Le thème en lui-même est très intéressant et pose une vraie question sociétale…. Pour autant, ce livre qui a remporté plusieurs prix en Australie, a également causé de vifs débats…

J’ai été assez déstabilisée par les choix de l’auteur qui, sans jamais dévoiler le comment, distille une histoire intrigante, entièrement dans la suggestion… Le lecteur est mis à contribution et son imagination est titillée car plusieurs suggestions sont proposées à travers les pensées de ces femmes, mais sans jamais apporter une réponse claire…

Une lecture qui oblige le lecteur à ne pas être passif, à ingurgiter les informations… Le cerveau est en ébullition et on ressort de là un peu vidé.

Vidée, frustrée de ne pas en savoir plus sur ces femmes, mais épatée par la description que l’auteur fait des sentiments humains et surtout du désir de vivre coûte que coûte…

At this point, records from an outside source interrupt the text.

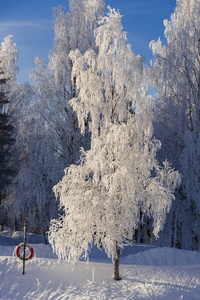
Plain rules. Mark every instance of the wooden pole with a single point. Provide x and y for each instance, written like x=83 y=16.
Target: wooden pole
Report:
x=23 y=272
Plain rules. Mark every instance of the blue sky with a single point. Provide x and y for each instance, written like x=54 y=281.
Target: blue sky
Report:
x=30 y=23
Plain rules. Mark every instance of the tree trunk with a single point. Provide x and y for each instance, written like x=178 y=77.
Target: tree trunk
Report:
x=116 y=264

Les descriptions sont parfois à la limite du supportable mais mettent l’accent sur l’état d’esprit des protagonistes qui vont se retrouver enfermés, tout autant ces femmes que leurs geôliers… Et les rapports de force vont s’inverser…

Je m’attendais à un thriller mais je me suis trouvée embarquée dans un huis clos déstabilisant tout en suggestion et dans lequel la nature humaine est montrée telle qu’elle est… Dure, noire et animale…

Charlotte Wood est l’auteur de cinq romans et de deux documents. Elle est titulaire d’un BA de l’Université Charles-Sturt, d’un master de l’Université technologique de Sydney et d’un doctorat de l’Université de Nouvelle-Galles du Sud. « La Nature des choses » (The Natural Way of Things, 2015), son cinquième roman et le premier traduit en français, a connu un succès retentissant en Australie en remportant de nombreux prix littéraires dont le prestigieux Stella Prize en 2016. Il sera publié dans neuf pays et une adaptation cinématographique est en cours. Charlotte Wood vit à Sydney.